# Newbie question - italian dark roast strength, beans, medium roast



## wilse (Nov 14, 2013)

I've come to realise I know 'not a lot' about beans!

I generally buy Italian blend/roast beans from the Supermarket. As I prefer strong coffee, I usually look for strength 5 for example.

I notice the majority of beans on sites like Rave etc, are medium roast.

If you liked strong coffee, would you buy the strongest beans you can, or would you buy medium roast and pull less water through when brewing?

I'm not going to start weighing beans, as it seems a faff. I just want to grind and drink ;-)

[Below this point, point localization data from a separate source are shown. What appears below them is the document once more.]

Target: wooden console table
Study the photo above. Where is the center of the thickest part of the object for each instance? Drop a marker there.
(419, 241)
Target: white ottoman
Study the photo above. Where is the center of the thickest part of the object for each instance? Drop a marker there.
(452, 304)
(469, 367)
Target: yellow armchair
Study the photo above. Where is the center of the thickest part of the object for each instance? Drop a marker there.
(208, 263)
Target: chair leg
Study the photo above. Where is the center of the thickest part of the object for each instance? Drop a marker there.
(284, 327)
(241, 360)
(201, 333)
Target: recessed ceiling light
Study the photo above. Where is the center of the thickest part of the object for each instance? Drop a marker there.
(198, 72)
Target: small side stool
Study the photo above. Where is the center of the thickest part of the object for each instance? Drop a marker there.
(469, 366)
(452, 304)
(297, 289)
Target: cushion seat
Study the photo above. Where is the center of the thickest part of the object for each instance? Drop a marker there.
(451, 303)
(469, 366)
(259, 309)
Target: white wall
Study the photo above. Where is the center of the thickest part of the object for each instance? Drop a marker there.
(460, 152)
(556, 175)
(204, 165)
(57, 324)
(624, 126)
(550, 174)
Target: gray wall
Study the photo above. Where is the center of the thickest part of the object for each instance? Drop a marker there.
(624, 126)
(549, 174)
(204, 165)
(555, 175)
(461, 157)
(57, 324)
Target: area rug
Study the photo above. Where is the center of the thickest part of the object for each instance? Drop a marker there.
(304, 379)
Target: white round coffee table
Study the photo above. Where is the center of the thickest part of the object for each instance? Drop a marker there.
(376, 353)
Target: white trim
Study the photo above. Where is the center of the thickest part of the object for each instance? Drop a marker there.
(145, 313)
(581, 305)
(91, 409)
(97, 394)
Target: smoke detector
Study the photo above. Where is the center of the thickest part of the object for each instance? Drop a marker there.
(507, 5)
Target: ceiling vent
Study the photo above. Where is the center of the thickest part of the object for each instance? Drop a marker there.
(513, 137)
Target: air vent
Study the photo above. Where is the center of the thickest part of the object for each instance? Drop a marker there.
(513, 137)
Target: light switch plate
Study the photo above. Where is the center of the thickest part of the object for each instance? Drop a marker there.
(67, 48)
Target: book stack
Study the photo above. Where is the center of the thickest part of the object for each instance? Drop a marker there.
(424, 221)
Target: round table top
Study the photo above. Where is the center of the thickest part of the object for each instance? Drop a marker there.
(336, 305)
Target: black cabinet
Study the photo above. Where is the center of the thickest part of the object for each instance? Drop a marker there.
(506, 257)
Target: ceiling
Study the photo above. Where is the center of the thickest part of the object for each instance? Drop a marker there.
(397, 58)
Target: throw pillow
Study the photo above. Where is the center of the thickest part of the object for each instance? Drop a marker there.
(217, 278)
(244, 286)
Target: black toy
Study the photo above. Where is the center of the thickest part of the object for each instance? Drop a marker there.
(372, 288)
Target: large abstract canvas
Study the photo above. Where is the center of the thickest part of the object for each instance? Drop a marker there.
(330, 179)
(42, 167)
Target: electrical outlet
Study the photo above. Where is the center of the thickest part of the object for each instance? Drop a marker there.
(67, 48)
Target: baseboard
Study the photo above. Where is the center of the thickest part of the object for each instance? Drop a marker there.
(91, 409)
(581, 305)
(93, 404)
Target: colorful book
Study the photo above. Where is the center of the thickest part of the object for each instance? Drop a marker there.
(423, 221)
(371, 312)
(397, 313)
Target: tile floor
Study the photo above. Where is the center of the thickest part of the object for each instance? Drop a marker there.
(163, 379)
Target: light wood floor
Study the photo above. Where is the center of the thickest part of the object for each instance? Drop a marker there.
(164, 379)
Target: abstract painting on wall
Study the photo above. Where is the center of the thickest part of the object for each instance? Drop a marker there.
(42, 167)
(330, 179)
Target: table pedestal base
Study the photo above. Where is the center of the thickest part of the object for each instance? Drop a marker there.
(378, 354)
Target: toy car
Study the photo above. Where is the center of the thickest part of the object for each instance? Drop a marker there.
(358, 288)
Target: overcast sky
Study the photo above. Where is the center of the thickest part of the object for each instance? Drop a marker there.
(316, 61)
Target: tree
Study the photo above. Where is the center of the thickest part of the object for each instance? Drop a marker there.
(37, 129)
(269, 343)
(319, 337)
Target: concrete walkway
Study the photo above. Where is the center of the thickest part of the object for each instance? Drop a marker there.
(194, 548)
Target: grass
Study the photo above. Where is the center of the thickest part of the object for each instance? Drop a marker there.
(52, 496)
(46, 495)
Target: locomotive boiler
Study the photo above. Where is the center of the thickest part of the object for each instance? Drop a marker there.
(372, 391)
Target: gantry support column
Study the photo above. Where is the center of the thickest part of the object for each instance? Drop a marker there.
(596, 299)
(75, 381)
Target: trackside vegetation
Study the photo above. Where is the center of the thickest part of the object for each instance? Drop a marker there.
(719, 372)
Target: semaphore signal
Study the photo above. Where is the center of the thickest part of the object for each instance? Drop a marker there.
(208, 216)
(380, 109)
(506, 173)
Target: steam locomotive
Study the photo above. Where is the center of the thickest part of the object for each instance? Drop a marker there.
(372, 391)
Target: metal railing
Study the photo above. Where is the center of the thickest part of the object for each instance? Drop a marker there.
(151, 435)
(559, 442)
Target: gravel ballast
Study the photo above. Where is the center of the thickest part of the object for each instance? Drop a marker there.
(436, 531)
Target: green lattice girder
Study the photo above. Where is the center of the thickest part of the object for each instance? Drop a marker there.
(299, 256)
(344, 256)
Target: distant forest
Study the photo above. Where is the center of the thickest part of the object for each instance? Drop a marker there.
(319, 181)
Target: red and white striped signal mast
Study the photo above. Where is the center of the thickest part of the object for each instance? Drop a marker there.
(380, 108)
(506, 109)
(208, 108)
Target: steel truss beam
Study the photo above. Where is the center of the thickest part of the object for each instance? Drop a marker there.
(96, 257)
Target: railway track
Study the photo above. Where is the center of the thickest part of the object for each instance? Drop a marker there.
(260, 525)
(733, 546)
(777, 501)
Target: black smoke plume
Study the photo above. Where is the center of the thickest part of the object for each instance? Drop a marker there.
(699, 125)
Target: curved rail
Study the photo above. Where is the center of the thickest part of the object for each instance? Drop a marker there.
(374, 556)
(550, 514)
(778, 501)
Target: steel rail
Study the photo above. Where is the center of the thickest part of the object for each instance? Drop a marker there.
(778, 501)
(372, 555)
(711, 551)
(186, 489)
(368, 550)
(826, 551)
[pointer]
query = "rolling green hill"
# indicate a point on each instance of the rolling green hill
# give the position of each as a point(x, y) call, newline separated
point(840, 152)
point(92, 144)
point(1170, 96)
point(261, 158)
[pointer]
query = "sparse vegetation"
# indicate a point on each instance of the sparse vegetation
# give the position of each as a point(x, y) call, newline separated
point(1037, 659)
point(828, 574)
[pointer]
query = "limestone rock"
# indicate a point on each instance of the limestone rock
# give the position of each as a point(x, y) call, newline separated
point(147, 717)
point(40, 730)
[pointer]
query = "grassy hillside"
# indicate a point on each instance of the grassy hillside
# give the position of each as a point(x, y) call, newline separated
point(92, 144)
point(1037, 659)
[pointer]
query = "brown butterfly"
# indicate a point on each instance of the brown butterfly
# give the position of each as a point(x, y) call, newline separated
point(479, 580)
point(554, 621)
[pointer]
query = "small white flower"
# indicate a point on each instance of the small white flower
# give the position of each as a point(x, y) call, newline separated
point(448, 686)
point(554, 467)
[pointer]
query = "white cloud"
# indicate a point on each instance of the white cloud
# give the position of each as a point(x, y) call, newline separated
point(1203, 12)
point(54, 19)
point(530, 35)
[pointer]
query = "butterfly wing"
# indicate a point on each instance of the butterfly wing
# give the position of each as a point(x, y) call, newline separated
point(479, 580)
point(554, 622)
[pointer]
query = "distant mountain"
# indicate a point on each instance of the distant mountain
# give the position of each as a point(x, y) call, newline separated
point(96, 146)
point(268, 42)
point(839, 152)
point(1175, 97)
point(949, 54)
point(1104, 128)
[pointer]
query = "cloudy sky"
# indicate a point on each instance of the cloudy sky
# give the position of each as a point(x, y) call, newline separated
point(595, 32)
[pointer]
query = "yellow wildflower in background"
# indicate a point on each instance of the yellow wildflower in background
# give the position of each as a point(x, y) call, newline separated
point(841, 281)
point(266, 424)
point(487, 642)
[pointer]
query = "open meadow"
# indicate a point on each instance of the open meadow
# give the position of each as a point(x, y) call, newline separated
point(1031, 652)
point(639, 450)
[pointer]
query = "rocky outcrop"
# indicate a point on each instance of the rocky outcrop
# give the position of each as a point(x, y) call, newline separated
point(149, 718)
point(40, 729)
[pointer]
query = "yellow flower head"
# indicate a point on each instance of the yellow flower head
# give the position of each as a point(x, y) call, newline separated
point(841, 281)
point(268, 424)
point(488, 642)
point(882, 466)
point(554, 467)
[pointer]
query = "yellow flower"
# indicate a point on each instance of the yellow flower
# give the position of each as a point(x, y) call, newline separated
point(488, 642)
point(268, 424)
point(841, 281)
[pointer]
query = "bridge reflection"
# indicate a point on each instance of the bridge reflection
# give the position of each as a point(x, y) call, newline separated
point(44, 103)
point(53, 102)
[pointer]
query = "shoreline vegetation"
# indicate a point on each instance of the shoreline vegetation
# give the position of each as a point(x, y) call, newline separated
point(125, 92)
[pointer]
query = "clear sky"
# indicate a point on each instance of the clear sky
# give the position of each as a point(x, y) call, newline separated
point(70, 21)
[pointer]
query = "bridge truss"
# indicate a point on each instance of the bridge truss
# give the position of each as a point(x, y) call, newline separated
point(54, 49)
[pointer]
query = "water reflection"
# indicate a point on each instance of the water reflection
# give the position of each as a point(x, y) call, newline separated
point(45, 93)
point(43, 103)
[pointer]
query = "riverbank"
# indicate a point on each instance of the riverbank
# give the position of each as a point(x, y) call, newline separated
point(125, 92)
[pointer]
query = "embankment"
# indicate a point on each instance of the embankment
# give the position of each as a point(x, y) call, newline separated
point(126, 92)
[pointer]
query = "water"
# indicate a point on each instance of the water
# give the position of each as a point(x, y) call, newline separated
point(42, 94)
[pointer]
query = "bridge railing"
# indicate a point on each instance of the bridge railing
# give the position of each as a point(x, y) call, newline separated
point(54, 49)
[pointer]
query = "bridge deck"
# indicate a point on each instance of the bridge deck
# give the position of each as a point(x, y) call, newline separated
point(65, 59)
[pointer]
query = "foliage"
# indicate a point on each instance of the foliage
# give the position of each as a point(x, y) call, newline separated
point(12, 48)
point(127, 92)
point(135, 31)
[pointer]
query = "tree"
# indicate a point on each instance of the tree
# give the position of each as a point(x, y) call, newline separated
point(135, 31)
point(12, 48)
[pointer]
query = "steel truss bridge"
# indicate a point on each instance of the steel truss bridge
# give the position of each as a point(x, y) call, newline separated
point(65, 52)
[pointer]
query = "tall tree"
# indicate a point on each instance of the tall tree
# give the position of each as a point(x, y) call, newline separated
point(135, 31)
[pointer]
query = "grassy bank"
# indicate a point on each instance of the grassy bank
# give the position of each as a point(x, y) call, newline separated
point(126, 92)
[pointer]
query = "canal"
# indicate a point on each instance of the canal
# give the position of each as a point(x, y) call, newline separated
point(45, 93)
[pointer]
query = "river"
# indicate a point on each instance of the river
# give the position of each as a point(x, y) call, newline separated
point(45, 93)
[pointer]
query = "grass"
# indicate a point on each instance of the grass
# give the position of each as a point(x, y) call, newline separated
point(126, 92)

My new grinder has a doser, which I've currently removed, as I don't like the idea of coffee hanging around in the doser, until the next time I use it, although It seems quite convenient... to measure the coffee... well... once set-up properly!

w


----------



## jeebsy (May 5, 2013)

What do you mean by strong?


----------



## wilse (Nov 14, 2013)

Erh not weak... Sorry! hahaha

I suppose strong, fairly bitter, weighty I suppose.


----------



## jeebsy (May 5, 2013)

Roasty? Intense flavours like dark chocolate?


----------



## wilse (Nov 14, 2013)

Difficult for me to think in those terms... I'm not one of those that can identify vanilla and hollyhocks in wine... can't say I've noticed chocolate flavours in my coffee... occasionally the smell of old ashtrays, when I've forgotten to empty the porta filter!... although I would probably say yes to the intense angle.


----------



## jeebsy (May 5, 2013)

Coffee compass is one of the go to roasters for people who prefer dark beans, check them out


----------



## Eyedee (Sep 13, 2010)

Limini is on your doorstep in Bradford, they dark roast, try their Limini blend first.

Ian


----------



## El Cabron (Nov 23, 2013)

What i've found to be the strongest tasting beans i've tried are monsooned malabar and old brown java, they put hairs on your chest mate.


----------